El presidente Donald Trump, quien considera el acuerdo como un avance significativo, se defendió durante la cumbre del G7 en Francia, manifestando su disposición a compartir los detalles del mismo. Por su parte, el vicepresidente J.D. Vance ha atribuido la demora en la publicación del memorando a complicaciones diplomáticas en el contexto musulmán y árabe, insistiendo en que cualquier beneficio económico para Irán dependería del cumplimiento de los compromisos establecidos en el documento.

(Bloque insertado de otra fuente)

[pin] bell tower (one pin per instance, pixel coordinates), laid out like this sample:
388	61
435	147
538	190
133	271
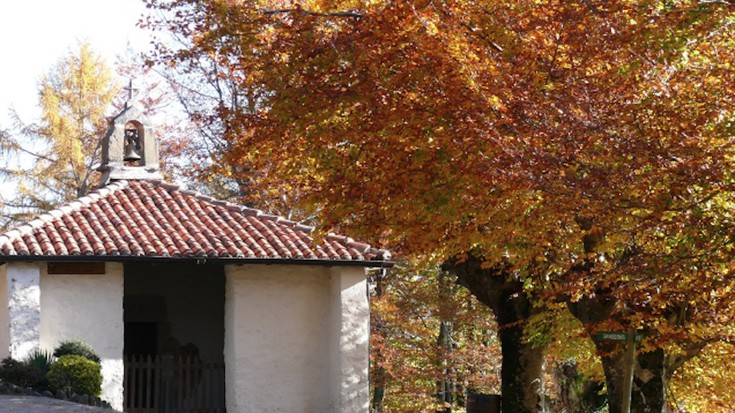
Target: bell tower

Además, ha surgido una controversia en torno a un supuesto fondo de reconstrucción de 300,000 millones de dólares para Irán, lo que ha llevado a la administración a aclarar que no se utilizarían fondos estadounidenses y que cualquier beneficio dependería de la cooperación de Irán con las exigencias de Washington. Estas declaraciones han suscitado acusaciones de hipocresía, considerando las afirmaciones pasadas de Trump sobre los activos iraníes.